How do I protect my character or virtue? Michael Hyatt, following Stephen Covey, suggests putting the big rocks in first. I must schedule time for my most important priorities, the ‘crucial 5 percent’ as Wayne Cordeiro calls it. So, my full diary includes time set aside for pursuit of God through personal inspiration time and prayer; for intellectual growth through reading of both blogs and books; for physical exercise; for time with my spouse; and for time on important projects. And this actually helps me be more productive as well as protecting and growing my character. The problem remains sticking to these time blocks. Too often, these big rocks are the first to be dropped when my workload increases.
Fighting for Balance
I continue to fight for the time to pursue these things. I take time to pursue God and practice mindfulness using the Headspace app. Not only does this connect me with God, but it relieves tension too. My wife Gail and I have a ‘two career marriage’, which makes integration in our relationship more difficult to wrestle with. We make conscious decisions to spend time with each other and recognise, with Gail McGovern that we cannot give 110 percent to everything. We too have let go of mundane things in our lives and do not feel guilty about it. We also cultivate a couple of close friendships. These friends provide candid feedback and constructive criticism when needed, but are also a great source of encouragement.
Productivity Plays Its Part
Effective productivity plays its part too. Tim Challies describes productivity as:
Effectively stewarding my gifts, talents, time, energy, and enthusiasm for the good of others and the glory of God’ (Do More Better).
I aim not for efficiency, but for effectiveness. That for me defines productivity. This means knowing my biblical values and living and working by them. I try to ensure my schedule reflects these values.
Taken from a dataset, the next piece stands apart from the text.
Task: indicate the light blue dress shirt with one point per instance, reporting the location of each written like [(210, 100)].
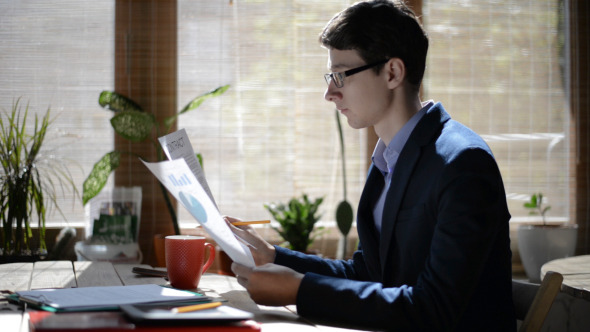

I look to delegate, eliminate, automate or defer the rest. I have a ‘Don’t Do’ list, as suggested by Stephen Cherry in Beyond Busyness, which includes a number of things that limit my productivity.
My bid to find integration, is, as I am sure it is for all Salvation Army officers, a continual work in progress. The seesaw is always moving, as Zetlin concludes. It’s a constantly changing mix, but I watch for warning signs that I am in danger of tipping too far one way or the other, and do what I can to ensure that I heed Perman’s advice:
Make the goal of your life to show the greatness of Jesus Christ by doing good for others, and organize your life around this purpose.
That truly is work-life balance and productivity for a Salvation Army officer.